SECOND PART.
24. XXIV. IN THE HAPPY ISLES. (continued)
God is a conjecture: but who could drink all the bitterness of this
conjecture without dying? Shall his faith be taken from the creating one,
and from the eagle his flights into eagle-heights?
God is a thought--it maketh all the straight crooked, and all that standeth
reel. What? Time would be gone, and all the perishable would be but a
lie?
To think this is giddiness and vertigo to human limbs, and even vomiting to
the stomach: verily, the reeling sickness do I call it, to conjecture such
a thing.
Evil do I call it and misanthropic: all that teaching about the one, and
the plenum, and the unmoved, and the sufficient, and the imperishable!

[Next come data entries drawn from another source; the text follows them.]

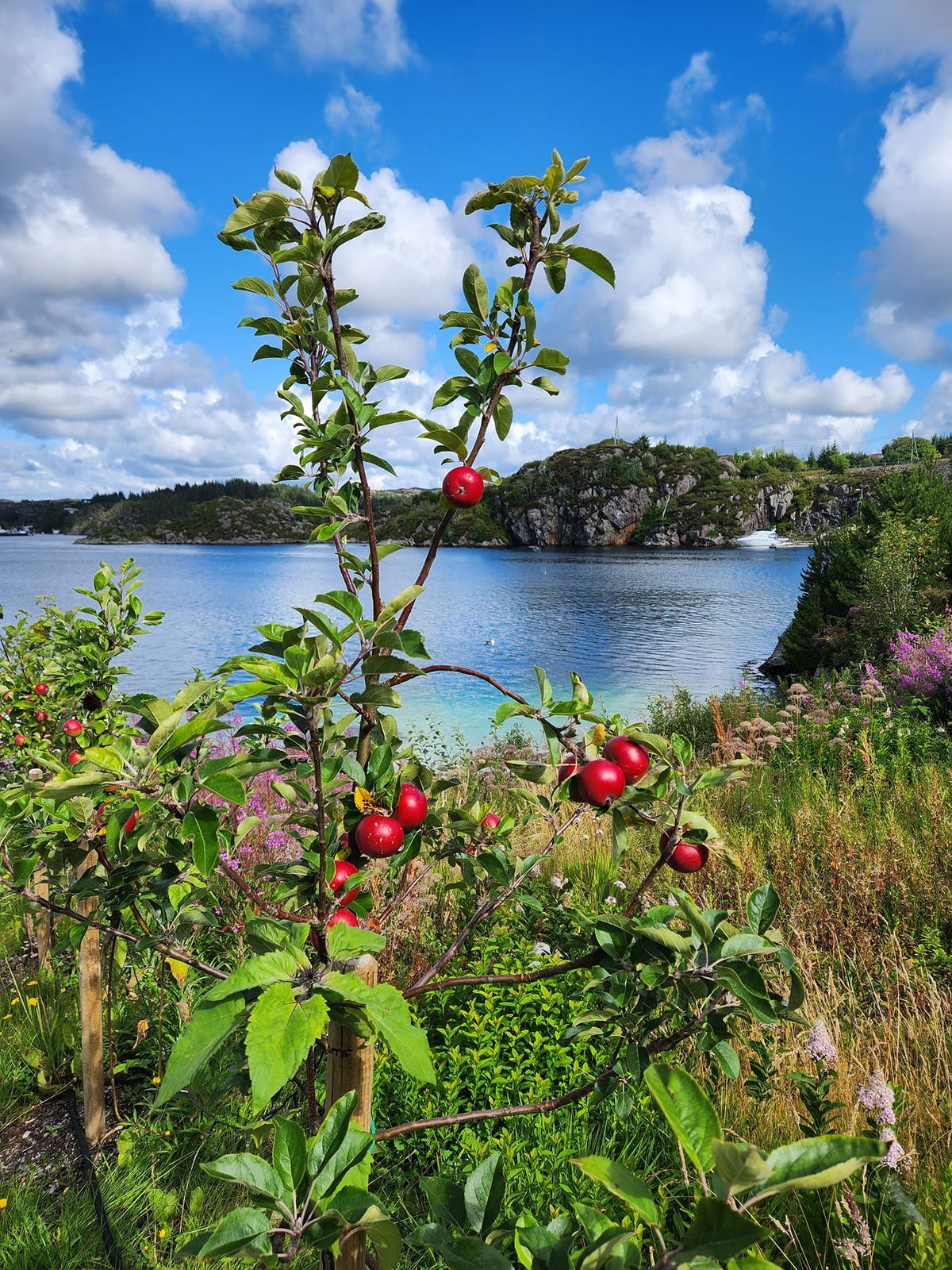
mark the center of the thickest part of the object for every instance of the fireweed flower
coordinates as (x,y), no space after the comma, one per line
(877,1098)
(819,1045)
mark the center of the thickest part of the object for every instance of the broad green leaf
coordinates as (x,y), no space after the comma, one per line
(590,260)
(719,1231)
(622,1183)
(249,1172)
(281,1030)
(290,1153)
(244,1230)
(482,1194)
(762,908)
(740,1165)
(476,291)
(390,1016)
(812,1164)
(258,972)
(209,1026)
(201,825)
(687,1109)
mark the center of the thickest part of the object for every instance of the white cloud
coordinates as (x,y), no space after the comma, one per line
(885,36)
(352,111)
(353,32)
(691,84)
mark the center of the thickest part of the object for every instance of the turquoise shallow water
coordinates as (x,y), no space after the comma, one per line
(631,622)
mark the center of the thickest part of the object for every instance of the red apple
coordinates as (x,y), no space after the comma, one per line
(412,806)
(685,856)
(600,783)
(346,916)
(631,757)
(343,869)
(378,836)
(463,487)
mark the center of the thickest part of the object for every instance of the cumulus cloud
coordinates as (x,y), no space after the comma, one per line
(353,32)
(97,389)
(691,84)
(352,111)
(884,36)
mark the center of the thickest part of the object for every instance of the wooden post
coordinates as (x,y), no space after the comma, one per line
(44,925)
(351,1067)
(90,975)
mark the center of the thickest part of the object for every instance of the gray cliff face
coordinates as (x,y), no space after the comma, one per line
(666,516)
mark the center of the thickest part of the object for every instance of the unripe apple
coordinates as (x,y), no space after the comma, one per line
(378,836)
(343,869)
(463,487)
(346,916)
(632,759)
(685,856)
(412,806)
(600,783)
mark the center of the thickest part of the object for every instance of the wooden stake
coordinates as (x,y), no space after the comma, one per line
(90,975)
(44,925)
(351,1067)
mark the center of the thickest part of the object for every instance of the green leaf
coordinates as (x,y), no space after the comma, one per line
(290,1153)
(249,1172)
(719,1231)
(740,1165)
(620,1181)
(447,1200)
(593,260)
(763,906)
(476,291)
(226,787)
(390,1016)
(258,285)
(687,1109)
(257,972)
(209,1026)
(244,1230)
(812,1164)
(503,417)
(482,1194)
(258,210)
(281,1030)
(201,825)
(346,943)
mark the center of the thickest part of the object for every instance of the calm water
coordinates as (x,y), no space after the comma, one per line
(631,622)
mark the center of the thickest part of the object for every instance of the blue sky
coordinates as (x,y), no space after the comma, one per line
(772,179)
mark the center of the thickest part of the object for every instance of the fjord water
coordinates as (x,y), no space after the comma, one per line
(632,622)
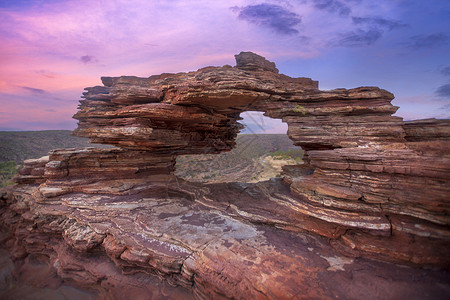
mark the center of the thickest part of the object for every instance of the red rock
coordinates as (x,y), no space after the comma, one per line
(371,186)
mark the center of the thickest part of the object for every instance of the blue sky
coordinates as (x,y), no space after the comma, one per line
(51,50)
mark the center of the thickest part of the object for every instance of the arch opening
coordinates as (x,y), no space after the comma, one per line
(262,149)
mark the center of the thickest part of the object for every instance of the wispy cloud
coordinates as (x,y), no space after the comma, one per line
(429,41)
(272,16)
(379,22)
(34,90)
(88,59)
(446,71)
(333,6)
(359,38)
(444,91)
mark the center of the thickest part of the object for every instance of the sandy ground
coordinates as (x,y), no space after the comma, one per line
(271,167)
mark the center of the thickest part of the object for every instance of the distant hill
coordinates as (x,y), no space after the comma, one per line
(20,145)
(246,162)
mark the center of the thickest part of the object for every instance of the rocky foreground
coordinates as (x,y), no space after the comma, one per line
(365,216)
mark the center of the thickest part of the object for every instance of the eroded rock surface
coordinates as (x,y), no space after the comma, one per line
(371,186)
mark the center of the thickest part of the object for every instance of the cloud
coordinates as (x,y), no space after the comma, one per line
(34,90)
(359,38)
(87,59)
(333,6)
(270,15)
(46,73)
(379,22)
(446,71)
(429,41)
(444,91)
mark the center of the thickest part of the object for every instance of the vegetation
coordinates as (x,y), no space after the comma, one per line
(240,164)
(7,170)
(16,146)
(20,145)
(295,154)
(243,163)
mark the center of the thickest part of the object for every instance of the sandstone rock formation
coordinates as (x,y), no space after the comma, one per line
(372,186)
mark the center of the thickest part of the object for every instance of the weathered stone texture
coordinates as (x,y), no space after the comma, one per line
(371,186)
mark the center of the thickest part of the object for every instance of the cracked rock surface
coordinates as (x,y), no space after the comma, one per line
(365,216)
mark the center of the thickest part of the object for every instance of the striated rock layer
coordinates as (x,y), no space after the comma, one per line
(371,186)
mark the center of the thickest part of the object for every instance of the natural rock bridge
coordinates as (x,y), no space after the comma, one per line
(371,186)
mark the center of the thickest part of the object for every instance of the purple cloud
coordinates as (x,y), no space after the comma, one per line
(444,91)
(378,22)
(269,15)
(429,40)
(34,90)
(333,6)
(359,38)
(87,59)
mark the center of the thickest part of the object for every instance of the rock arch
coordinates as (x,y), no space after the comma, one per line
(362,184)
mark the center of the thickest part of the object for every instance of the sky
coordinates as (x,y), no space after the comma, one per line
(51,50)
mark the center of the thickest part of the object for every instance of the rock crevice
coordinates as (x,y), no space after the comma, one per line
(371,186)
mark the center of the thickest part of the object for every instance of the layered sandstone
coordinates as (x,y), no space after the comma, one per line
(371,185)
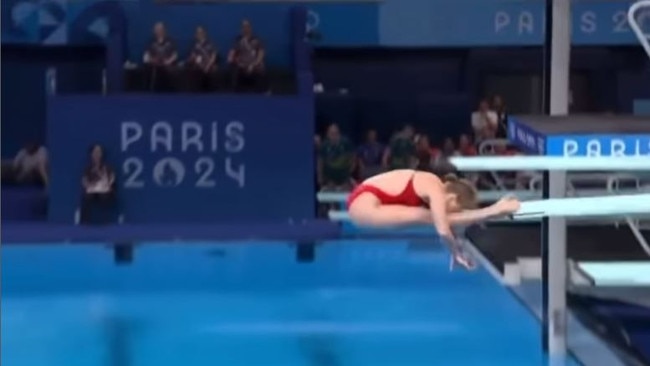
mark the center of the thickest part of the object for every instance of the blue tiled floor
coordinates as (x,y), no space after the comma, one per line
(359,303)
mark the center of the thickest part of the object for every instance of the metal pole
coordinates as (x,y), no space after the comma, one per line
(554,241)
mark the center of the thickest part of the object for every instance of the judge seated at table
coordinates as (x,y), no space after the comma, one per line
(202,64)
(246,59)
(160,61)
(98,183)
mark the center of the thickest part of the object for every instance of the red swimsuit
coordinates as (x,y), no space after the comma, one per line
(407,197)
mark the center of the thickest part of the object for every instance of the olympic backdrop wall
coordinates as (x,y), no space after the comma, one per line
(182,159)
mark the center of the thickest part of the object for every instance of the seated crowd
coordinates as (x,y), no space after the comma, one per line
(341,165)
(201,70)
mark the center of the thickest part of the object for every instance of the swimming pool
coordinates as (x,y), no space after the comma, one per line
(346,302)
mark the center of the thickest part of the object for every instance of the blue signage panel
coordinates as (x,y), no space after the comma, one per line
(187,159)
(498,22)
(525,138)
(599,146)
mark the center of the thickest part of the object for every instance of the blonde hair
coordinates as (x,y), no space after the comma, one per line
(464,190)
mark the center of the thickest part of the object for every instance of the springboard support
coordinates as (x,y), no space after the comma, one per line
(554,261)
(554,269)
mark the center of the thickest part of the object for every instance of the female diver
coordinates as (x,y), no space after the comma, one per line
(407,197)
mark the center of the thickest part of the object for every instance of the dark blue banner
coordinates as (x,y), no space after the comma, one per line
(599,146)
(186,159)
(584,145)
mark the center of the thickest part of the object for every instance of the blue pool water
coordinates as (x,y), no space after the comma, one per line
(384,302)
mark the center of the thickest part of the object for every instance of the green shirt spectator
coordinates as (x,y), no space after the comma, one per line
(336,160)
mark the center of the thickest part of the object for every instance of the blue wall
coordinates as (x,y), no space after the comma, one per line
(187,159)
(390,23)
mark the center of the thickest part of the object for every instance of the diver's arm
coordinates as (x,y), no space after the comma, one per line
(469,217)
(434,190)
(504,207)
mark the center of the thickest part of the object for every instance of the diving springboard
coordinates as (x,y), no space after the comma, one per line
(514,163)
(624,205)
(490,196)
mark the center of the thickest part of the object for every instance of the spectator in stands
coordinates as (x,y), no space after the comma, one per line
(159,60)
(202,64)
(30,166)
(247,60)
(465,146)
(448,149)
(335,161)
(499,107)
(98,183)
(401,152)
(370,156)
(485,122)
(424,153)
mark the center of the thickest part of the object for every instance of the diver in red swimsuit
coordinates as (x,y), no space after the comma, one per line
(407,197)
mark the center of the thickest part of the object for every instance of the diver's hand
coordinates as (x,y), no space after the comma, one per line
(461,258)
(507,205)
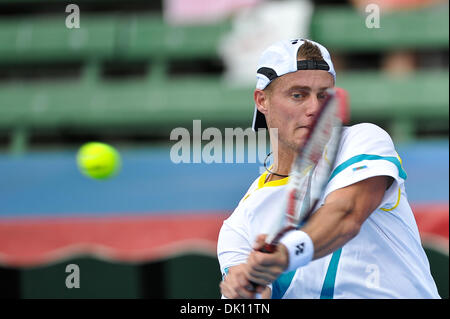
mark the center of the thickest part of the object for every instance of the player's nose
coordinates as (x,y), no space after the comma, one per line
(313,106)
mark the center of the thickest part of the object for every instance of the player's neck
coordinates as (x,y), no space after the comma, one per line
(282,163)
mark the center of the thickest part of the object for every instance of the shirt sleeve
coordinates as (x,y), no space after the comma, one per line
(233,246)
(366,151)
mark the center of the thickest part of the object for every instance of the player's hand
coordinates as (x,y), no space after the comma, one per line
(235,285)
(265,268)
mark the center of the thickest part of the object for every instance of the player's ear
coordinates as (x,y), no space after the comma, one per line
(261,100)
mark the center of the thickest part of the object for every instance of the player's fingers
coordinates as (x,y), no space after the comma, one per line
(237,287)
(259,242)
(227,291)
(261,277)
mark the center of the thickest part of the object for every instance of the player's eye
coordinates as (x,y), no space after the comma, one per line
(298,95)
(322,95)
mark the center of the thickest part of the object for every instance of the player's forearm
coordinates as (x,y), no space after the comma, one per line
(330,228)
(344,211)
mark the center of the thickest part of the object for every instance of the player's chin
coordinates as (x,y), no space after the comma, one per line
(299,138)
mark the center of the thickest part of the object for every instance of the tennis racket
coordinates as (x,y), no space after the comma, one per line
(311,168)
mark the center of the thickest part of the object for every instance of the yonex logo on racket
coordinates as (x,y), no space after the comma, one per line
(299,249)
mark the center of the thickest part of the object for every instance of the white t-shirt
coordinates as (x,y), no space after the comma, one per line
(385,259)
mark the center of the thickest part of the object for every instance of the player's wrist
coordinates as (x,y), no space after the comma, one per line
(299,247)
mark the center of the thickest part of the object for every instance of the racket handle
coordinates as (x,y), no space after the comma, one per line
(267,248)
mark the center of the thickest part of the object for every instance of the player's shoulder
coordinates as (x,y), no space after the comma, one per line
(365,134)
(365,129)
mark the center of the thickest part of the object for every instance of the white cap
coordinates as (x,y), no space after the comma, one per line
(281,58)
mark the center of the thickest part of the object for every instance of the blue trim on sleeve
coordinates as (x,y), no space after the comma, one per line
(364,157)
(330,278)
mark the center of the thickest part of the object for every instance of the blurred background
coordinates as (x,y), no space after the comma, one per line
(135,70)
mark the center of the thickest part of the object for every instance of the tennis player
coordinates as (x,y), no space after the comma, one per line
(363,241)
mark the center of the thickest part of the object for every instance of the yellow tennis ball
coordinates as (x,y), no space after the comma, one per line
(98,160)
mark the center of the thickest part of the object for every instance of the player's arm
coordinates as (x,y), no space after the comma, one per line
(331,227)
(235,284)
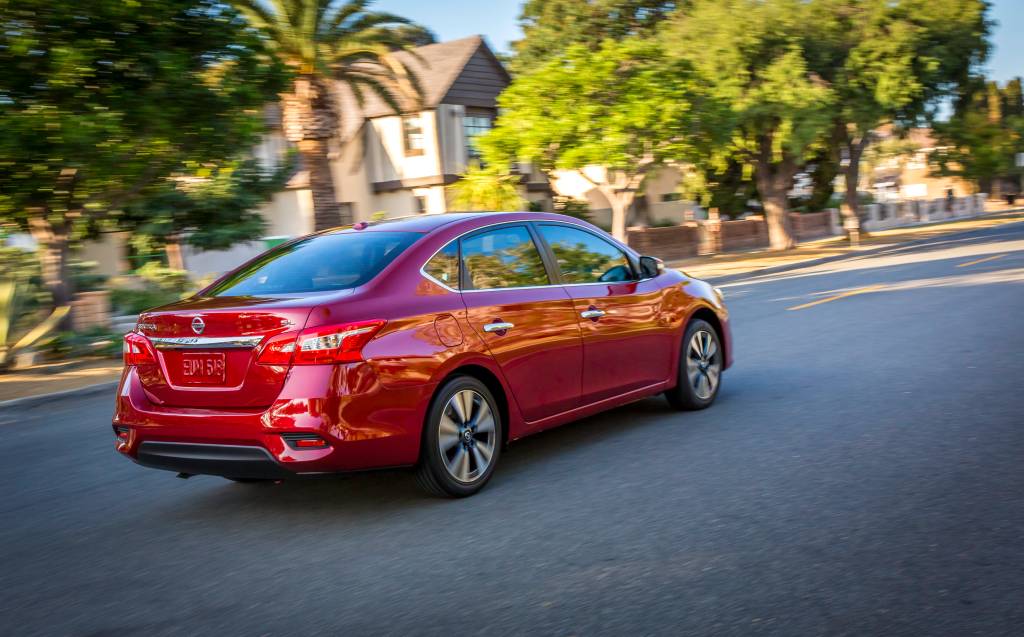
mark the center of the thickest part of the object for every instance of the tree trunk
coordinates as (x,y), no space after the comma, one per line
(310,120)
(175,260)
(327,211)
(621,201)
(850,210)
(774,181)
(54,253)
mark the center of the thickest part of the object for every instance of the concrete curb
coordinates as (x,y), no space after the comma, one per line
(31,401)
(726,279)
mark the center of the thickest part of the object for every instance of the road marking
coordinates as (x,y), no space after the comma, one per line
(975,262)
(838,296)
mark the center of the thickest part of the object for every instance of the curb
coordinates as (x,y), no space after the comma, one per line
(31,401)
(726,279)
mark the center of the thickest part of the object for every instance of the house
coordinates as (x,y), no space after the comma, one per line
(904,173)
(386,164)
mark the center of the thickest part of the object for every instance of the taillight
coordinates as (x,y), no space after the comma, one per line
(337,343)
(137,350)
(278,349)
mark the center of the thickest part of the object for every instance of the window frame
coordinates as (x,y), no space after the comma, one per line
(458,255)
(630,258)
(407,147)
(535,238)
(550,263)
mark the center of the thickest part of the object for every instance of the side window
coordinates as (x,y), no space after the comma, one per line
(505,257)
(444,265)
(584,257)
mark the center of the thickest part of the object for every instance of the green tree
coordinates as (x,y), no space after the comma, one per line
(890,61)
(614,114)
(324,42)
(487,189)
(103,101)
(752,55)
(549,27)
(981,140)
(212,208)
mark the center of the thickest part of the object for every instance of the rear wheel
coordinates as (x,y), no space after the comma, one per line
(699,368)
(462,439)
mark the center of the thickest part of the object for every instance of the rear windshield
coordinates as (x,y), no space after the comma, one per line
(320,263)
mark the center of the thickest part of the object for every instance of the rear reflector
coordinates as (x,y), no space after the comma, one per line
(337,343)
(278,349)
(304,440)
(137,350)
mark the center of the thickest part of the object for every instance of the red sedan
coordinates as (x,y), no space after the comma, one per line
(428,342)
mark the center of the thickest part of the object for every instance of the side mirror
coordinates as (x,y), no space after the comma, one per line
(651,266)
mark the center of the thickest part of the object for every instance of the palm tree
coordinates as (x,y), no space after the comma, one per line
(324,42)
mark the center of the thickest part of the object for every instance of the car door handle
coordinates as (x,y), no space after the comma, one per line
(498,327)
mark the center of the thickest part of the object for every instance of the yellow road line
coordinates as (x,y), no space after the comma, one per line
(837,297)
(975,262)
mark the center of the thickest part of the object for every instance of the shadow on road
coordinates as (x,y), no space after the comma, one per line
(537,459)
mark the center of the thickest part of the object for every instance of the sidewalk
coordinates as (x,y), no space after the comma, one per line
(733,263)
(41,381)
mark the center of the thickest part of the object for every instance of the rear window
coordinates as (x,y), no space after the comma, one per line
(320,263)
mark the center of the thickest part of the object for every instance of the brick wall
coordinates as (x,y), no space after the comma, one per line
(90,309)
(669,244)
(744,234)
(811,224)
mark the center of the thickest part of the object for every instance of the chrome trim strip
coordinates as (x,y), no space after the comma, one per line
(498,327)
(205,342)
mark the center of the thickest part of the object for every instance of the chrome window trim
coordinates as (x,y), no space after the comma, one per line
(423,271)
(205,342)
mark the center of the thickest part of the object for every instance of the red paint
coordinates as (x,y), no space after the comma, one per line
(368,402)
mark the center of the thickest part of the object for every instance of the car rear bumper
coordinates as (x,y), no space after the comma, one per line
(235,461)
(363,424)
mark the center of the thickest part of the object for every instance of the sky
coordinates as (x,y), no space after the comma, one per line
(497,19)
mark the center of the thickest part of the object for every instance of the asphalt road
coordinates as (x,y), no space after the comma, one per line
(862,473)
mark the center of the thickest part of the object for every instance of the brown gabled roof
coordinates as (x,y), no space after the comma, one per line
(436,67)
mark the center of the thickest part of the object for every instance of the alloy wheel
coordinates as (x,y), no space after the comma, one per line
(466,435)
(702,364)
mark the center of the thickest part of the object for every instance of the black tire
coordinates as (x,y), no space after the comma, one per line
(433,472)
(689,394)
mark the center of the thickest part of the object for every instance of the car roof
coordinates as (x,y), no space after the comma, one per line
(428,222)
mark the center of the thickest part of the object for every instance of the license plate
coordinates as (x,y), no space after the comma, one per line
(208,369)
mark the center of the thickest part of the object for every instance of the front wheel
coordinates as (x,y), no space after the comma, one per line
(462,440)
(699,368)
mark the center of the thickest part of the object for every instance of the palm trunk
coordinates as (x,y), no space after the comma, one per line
(54,252)
(774,181)
(327,211)
(310,119)
(175,259)
(850,210)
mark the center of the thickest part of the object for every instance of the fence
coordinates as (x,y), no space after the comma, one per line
(713,236)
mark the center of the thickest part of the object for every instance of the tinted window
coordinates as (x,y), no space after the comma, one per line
(444,265)
(584,257)
(503,258)
(318,263)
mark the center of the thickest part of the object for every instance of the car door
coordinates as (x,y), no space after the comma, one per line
(627,340)
(527,323)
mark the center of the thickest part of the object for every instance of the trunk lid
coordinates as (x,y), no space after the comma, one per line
(207,347)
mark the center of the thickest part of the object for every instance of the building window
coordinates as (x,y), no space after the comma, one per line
(472,126)
(420,204)
(412,128)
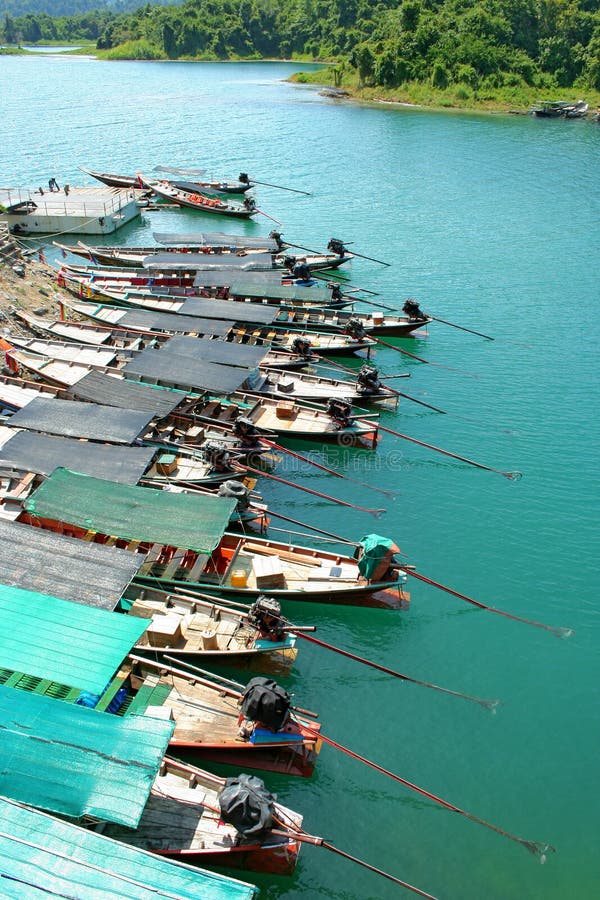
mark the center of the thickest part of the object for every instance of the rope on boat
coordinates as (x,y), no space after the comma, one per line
(560,632)
(487,704)
(538,848)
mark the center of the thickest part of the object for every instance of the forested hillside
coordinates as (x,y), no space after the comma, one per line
(491,43)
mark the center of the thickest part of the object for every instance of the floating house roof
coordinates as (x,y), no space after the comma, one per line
(41,856)
(74,761)
(71,418)
(224,353)
(104,389)
(191,521)
(30,451)
(197,374)
(62,641)
(39,560)
(231,310)
(157,321)
(214,239)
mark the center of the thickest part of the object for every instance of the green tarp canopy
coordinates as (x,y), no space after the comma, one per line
(374,550)
(75,761)
(189,521)
(62,641)
(40,856)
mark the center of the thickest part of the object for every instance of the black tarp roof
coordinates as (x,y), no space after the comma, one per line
(225,353)
(156,321)
(233,310)
(189,373)
(214,239)
(42,453)
(117,392)
(68,568)
(70,418)
(208,261)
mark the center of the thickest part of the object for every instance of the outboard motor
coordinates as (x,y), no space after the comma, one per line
(246,804)
(368,379)
(301,271)
(413,310)
(235,490)
(355,328)
(217,455)
(276,236)
(265,616)
(265,702)
(245,430)
(302,346)
(340,411)
(336,291)
(336,246)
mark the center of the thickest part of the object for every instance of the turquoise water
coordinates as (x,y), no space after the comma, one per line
(491,221)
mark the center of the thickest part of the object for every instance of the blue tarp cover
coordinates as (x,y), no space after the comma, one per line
(40,856)
(75,761)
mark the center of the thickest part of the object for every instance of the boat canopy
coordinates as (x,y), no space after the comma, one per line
(248,287)
(29,451)
(224,353)
(75,761)
(39,560)
(80,646)
(190,521)
(109,391)
(197,374)
(42,856)
(206,261)
(156,321)
(215,239)
(232,310)
(70,418)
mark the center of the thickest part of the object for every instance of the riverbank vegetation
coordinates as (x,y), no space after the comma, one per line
(434,52)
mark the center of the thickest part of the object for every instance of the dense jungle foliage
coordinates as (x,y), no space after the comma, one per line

All the imperishable--that's but a simile, and the poets lie too much.--
But of time and of becoming shall the best similes speak: a praise shall
they be, and a justification of all perishableness!
Creating--that is the great salvation from suffering, and life's
alleviation. But for the creator to appear, suffering itself is needed,
and much transformation.
Yea, much bitter dying must there be in your life, ye creators! Thus are
ye advocates and justifiers of all perishableness.
For the creator himself to be the new-born child, he must also be willing
to be the child-bearer, and endure the pangs of the child-bearer.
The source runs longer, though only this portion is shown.